Tesla has pivoted from building electric cars for the people, towards a wild obsession for robotaxis, artificial intelligence and humanoid robots. The technology underpinning Tesla's Full-Self Driving (Supervised) cars seems to be improving, but there's still a long way to go.
Compared to the previous version, FSD 12.5 has five times more parameters. Parameters are basically the specific variables and settings in the algorithm that are used to perceive the environment and make active driving decisions. The latest version apparently also has support for driver monitoring with sunglasses, a combined software stack for highway driving and city driving and Actual Smart Summon (ASS), which is expected to navigate Teslas in and out of parking lots without the driver in the car.
What Out Of Spec Videos found was that FSD 12.5 still had plenty of room for improvement. Even though the Model 3 was more human-like in how it drove, it was often confused by different environments. For starters, it took a wrong turn out of the neighborhood, something the drivers said it struggles with. Then, while making a left turn onto a highway, it dangerously stopped in the middle of the road while waiting for an approaching car to pass. Instead, it could have simply stopped before the marked line.
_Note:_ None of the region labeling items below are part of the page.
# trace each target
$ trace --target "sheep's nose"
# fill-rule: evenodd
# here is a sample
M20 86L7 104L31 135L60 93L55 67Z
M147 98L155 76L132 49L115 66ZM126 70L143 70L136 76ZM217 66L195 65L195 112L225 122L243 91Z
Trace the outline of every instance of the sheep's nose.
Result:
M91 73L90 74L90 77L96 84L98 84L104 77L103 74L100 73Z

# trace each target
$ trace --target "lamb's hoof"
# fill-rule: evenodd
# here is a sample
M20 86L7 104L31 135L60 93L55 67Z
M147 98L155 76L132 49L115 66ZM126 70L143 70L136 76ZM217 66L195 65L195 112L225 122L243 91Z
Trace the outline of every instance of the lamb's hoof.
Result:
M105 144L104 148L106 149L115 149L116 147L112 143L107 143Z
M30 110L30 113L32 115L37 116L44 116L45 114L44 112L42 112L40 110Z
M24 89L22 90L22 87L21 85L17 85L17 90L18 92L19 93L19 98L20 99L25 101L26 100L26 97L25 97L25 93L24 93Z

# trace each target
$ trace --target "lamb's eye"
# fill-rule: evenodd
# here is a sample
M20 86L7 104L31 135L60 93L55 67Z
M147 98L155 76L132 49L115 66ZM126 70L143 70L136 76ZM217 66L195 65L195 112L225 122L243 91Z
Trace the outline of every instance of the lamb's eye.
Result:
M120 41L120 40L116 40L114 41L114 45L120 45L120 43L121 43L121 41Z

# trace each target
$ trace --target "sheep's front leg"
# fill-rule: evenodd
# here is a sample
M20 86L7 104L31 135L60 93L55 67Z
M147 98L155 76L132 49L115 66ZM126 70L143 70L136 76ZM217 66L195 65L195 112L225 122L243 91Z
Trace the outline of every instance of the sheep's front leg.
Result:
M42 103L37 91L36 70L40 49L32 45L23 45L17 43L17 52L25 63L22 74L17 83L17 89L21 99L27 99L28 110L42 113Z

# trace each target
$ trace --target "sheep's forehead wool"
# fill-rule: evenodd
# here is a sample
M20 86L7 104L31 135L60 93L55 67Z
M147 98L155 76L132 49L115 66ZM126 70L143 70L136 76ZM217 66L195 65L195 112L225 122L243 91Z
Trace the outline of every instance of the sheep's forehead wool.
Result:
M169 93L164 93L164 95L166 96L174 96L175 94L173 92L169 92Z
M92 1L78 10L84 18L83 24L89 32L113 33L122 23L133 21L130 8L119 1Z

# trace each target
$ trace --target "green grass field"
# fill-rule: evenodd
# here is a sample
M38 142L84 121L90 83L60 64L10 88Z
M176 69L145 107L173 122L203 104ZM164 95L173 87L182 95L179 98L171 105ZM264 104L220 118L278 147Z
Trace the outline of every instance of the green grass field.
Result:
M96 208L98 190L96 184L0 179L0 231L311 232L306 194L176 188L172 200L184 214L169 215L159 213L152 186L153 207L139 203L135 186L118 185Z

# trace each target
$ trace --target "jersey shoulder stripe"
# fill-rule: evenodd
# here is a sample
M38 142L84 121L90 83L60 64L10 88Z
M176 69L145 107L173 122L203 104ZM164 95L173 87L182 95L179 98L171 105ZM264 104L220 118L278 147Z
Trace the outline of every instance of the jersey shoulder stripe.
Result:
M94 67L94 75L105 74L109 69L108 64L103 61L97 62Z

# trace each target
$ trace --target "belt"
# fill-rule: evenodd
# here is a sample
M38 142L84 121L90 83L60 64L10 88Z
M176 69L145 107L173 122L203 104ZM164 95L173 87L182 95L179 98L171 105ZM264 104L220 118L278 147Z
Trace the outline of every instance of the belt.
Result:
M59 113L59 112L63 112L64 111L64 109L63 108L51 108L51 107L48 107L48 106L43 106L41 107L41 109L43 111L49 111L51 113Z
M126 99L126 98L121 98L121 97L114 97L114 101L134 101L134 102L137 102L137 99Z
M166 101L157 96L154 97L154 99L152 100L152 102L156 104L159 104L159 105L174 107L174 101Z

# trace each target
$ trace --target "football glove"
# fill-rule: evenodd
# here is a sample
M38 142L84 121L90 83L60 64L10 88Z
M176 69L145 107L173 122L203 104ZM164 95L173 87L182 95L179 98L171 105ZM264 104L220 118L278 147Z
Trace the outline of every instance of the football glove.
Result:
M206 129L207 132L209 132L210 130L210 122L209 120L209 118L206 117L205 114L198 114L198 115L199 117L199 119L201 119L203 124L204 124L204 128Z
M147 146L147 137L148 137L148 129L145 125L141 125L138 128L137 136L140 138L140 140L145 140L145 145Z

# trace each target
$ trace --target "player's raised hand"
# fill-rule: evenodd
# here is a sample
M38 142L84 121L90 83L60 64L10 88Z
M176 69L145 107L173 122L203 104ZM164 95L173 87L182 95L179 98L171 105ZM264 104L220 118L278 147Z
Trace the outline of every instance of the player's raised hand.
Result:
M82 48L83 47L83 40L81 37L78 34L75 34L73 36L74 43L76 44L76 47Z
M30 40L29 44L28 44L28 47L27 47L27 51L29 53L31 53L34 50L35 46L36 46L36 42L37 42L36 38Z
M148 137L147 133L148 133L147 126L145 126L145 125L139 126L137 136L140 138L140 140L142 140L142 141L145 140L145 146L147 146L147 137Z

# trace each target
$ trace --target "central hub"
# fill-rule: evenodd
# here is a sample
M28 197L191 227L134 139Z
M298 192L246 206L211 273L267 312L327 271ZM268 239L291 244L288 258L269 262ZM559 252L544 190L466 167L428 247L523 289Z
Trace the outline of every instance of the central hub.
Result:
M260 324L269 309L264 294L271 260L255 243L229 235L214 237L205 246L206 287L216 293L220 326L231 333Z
The rain compromised the car’s vision, too. Tesla only relies on cameras and training its “neural networks” from real driving footage from millions of vehicles. Unlike Cruise or Waymo, there’s no supplemental radar or lidar on Teslas. In the middle of the drive, the system alerted the drivers that FSD was “degraded.” Shortly after that, the Model 3’s screen rendering showed a road-side shoulder, where it attempted to make a U-turn. There existed no shoulder in this imagined space, just a furniture store. It appeared as though the EV was trying to enter the store, even though that wasn’t the intention.
It also did some other dangerous things like overspeeding, getting into a turn lane and then continuing straight and driving close to the curbs, something that was solved in the previous versions, but it looks like that’s now a recurring issue. The Tesla Robotaxi will be revealed on October 10. But before any robotaxis hit the roads, Tesla has a mountain to climb when it comes to making FSD safe.